TU Graz news: What exactly are you currently working on?
Markus Aichhorn: I’m trying to build computer models that simulate the properties of materials. Specifically, I am currently working on mapping the behaviour of solids under real conditions.
What does that entail?
Aichhorn: Our simulations normally show typical ideal conditions. This means a perfect environment, no impurities in the solid, no faults in the system. Of course, it’s not like that in the real world. We try to ensure that our models also take into account what causes defects, what impurities there are, what happens when crystals grow crookedly and so on.
Can you give me an example?
Aichhorn: I often work with oxides. They contain oxygen and because it is very volatile and reactive, this makes it a very unpleasant element. It does a lot of things that you don't want it to do. Typically, oxygen disappears from the crystal and creates oxygen defects. But this only happens in one in 100 cases. This is therefore very difficult to model because it is a very singular effect.
Is that the only topic you are currently working on?
Aichhorn: No. I have the luxury of being able to try out different things. For example, I am currently starting to build up knowledge on quantum batteries together with a master's student. This is a micro version of a battery in which a quantum mechanical system is used to store energy. The background to this is quantum supremacy, which means that quantum physics can do something fundamentally better than classical physics. Quantum computing is also part of this.
I have the luxury of being able to try out different things.
(Markus Aichhorn)
We are also analysing the cathode material of conventional batteries, such as new types of sodium batteries. Where does the sodium diffuse, what distinguishes it from lithium, what effects does it have? There are many elements in a battery that heat up, cool down and move – and we want to simulate this.
Why are you interested in this?
Aichhorn: Good question. Sometimes I just do things because I have learnt them well and can do them. We have methods for this and know that they work for the material to be analysed. And then you work your way from research question to research question.
But I ask myself many research questions – such as those relevant to quantum batteries – simply because I find them interesting. Because I want to understand what's going on.
We are in the area of basic research, aren't we?
Aichhorn: Yes, exactly. I do very little research for which I already have an application in mind. For me, that would create more pressure than joy. And it is a privilege to be able to do research like this.
Fun and enjoyment are important for creativity?
Aichhorn: Absolutely. Especially in your PhD, the first thing you learn is to keep the frustration level high. Very little works at the beginning and you have to be able to deal with that. But the work still has to be enjoyable overall. Research projects are a commitment, sometimes for years. If it's not fun, then it's just tedious for everyone involved.

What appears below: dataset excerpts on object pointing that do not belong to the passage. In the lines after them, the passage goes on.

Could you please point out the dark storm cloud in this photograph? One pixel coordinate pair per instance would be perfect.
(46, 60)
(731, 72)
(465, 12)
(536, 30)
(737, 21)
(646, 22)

Especially in your PhD, the first thing you learn is to keep the frustration level high.
(Markus Aichhorn)
Why are you principally interested in this type of physics?
Aichhorn: I've always had a very good connection to physics and already knew at the age of 15 that this would be my life. Like all new students, I didn't know much about solid state physics at the beginning of my degree programme.
When young people think of physics, they think first of astrophysics, particle physics, high-energy physics, cosmology, gravitational waves and biophysics. And right at the very end come the materials. Although everyone has a mobile phone in their hands, the touchscreen is an incredibly exciting material.
Like all new students, I didn't know much about solid state physics at the beginning of my degree programme.
(Markus Aichhorn)
Then you slowly grow into the subject and ultimately the majority of students work in this field later. I find it incredibly exciting that this type of physics always has the fundamental possibility of application. We can test our ideas experimentally. It's not quite so simple with quantum gravity, for example, for which there are around 20 different theories that cannot be tested. I find that very pleasant about the physics of materials. It's down to earth.
Can you tell me what will be happening in your field of research in the coming years?
Aichhorn: For us, this is very difficult to plan. Progress in our field is often triggered by surprising, singular experimental findings. High-temperature superconductivity was many years ago, then came graphene, then, for example, high-pressure superconductivity. And new topics keep popping up that keep the community busy for several years. The latest topic is two-dimensional materials, which can be produced very flexibly and which are also having research done on them at our institute. They are used in electronics and will certainly remain an important topic for several years to come. But above all, you have to remain open and flexible.